Ibidi gap closure 2-well inserts (Catalog No 80209) were placed in 12 well plates, one plate was used for the control group and another plate was used for the treatment group. BEAS-2B cells were seeded at a density of 75,000 cells/well of the inserts. Cells grew for 24 h, and the insert was removed to create a gap. BEGM was added to the control plate and WS-23 (0.45 mg/ml, 0.15 mg/ml, and 0.045 mg/ml) was added to the treatment plate.

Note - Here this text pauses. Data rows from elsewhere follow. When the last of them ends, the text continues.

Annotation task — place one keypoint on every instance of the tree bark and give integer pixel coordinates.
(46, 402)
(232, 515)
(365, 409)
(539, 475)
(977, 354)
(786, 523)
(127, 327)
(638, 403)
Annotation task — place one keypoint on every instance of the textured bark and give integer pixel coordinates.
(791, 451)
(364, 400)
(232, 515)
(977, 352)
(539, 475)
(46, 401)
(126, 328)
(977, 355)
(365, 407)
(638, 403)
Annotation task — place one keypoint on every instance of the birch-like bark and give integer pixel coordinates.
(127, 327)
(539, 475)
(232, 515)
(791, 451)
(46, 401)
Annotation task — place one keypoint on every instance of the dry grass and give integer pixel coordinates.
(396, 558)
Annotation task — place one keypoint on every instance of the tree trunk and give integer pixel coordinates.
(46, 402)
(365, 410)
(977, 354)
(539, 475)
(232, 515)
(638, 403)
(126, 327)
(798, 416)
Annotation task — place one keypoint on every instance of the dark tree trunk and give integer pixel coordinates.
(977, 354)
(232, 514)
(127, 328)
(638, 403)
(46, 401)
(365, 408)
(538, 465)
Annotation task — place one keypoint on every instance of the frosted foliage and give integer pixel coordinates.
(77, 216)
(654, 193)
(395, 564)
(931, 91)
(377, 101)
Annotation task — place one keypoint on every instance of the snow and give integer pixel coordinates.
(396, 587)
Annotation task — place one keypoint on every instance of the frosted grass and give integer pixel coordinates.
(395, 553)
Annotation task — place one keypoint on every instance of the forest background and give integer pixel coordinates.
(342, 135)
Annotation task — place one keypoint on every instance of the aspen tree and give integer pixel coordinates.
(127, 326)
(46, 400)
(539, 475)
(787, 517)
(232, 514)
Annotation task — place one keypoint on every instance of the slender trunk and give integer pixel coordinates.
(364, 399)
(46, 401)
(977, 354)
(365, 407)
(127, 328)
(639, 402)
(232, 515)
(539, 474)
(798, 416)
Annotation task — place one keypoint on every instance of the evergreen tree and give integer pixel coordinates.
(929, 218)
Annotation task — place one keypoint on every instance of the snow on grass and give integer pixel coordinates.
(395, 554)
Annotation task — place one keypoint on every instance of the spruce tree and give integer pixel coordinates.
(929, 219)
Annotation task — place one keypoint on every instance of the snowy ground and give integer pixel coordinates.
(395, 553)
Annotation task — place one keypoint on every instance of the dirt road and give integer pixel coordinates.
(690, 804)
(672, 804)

The plates were loaded into a BioStation CT for 3 days and imaged every 3 h with a 10 × phase contrast objective. The images produced by the BioStation CT were uploaded and stitched into time-lapse videos capturing the full 68-h span using CL Quant. A green mask, created by our lab to specifically identify BEAS-2B cells, was loaded into the CL Quant procedures menu and applied to the video. The mask was edited frame by frame to assure that no debris was misidentified with the mask. A measurement procedure was applied which calculated the total area of the cells in each time frame. These measurements were entered into GraphPad prism.

ELISAs

IL-6 concentration in cell media samples was determined using the ELISA MAX Deluxe Set Human IL-6 kit (Catalog #430504 [Biolegend, California, USA]). The assay was performed according to their manufacturers’ protocols from BioLegend.

Statistical analysis

For the IL-6 ELISA, IL6 concentrations were quantified in media from EpiAirway tissues treated with WS-23 or PBS- in the VitroCell or in the incubator control group. Data are the means ± standard deviations of four independent experiments. Means of PBS and WS-23 treated groups were compared to the incubator control group using a one-way ANOVA followed by Dunnett’s multiple comparison test (p < 0.05).

For the gap closure data, changes in area with respect to time and concentration were compared to the untreated control and analyzed using a two-way ANOVA followed by Dunnett’s multiple comparison test (p < 0.05).